Picture having dinner in Madrid and being effortlessly guided through the Spanish menu – by your 10-year-old.
That’s just one of the scenarios educators at Hawthorn Elementary District in Vernon Hills hope to make possible with a new dual-language program that premieres in the fall.
Jumping on what is becoming a regional and national trend, the school board Monday night unanimously approved a one-year test program for students in kindergarten and first grade.
The Spanish-English effort will be available as an option for as many as 96 students, regardless of their native language.
“We’re very excited about it, and we hope it will be received well by the community,” said Maria Gaos, one of a handful of Hawthorn teachers who researched the issue for a year before proposing the plan to the board last month.

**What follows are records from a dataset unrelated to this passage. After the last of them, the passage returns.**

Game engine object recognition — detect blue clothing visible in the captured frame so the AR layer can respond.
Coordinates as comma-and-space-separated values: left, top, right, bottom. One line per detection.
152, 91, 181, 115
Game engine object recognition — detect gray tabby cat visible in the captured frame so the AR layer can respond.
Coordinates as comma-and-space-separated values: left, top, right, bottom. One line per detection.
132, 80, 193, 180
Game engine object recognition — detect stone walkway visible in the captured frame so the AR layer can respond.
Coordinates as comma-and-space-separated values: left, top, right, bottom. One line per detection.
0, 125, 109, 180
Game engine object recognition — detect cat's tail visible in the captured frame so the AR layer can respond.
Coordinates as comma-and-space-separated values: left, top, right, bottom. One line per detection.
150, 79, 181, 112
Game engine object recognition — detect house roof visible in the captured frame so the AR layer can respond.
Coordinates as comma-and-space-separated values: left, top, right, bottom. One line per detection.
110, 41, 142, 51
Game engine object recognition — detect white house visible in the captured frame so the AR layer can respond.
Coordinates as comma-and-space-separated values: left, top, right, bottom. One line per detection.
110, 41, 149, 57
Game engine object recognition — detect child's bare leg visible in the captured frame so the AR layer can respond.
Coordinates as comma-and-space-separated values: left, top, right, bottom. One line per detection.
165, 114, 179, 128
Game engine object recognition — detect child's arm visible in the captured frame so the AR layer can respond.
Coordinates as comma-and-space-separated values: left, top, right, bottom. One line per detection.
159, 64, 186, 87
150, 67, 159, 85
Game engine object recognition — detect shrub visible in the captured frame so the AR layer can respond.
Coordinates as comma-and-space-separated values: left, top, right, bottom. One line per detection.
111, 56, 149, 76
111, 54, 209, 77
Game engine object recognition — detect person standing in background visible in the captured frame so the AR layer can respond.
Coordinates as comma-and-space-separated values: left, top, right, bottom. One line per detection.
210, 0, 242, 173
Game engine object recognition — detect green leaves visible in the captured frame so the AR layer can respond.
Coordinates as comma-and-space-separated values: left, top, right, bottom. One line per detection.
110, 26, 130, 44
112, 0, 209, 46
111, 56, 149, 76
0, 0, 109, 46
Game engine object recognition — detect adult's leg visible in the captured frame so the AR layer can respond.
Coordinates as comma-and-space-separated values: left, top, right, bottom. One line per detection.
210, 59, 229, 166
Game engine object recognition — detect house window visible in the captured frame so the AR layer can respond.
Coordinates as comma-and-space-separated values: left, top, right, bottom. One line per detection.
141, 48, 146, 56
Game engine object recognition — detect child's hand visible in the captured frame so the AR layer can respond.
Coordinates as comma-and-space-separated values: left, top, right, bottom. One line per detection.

Gaos has taught bilingual and English-as-a-Second-Language classes for 10 years at Hawthorn Elementary District 73 schools.
But unlike those programs, the new Spanish-English plan is designed to make all participating students fluent in English and Spanish languages and cultures.
For the first several years, 80 percent of classes will be conducted in Spanish, an effort to counterbalance the dominance of English in society.
As students progress through sixth grade, the ratio will even out to 50-50.
The philosophy is fueled by a range of studies showing professional benefits of being bi-cultural, as well as benefits to the brains of those who learn two languages at a young age.
Similar programs from Highland Park to Diamond Lake are regarded as successes.
Gaos said families should consider two criteria when deciding whether to enroll their children.
“We’re hoping for a commitment of three to four years,” she said. “And we need the families to be very involved with each other. That will help develop what we call ‘biculturalcy': Hispanic families being exposed to genuine experiences in an English- speaking setting and vice versa.”
No deadline has been set for students to apply.
Hawthorn Superintendent Youssef Yomtoob said the program is a “re-allocation of resources,” meaning it would not involve any additional cost to parents or the district.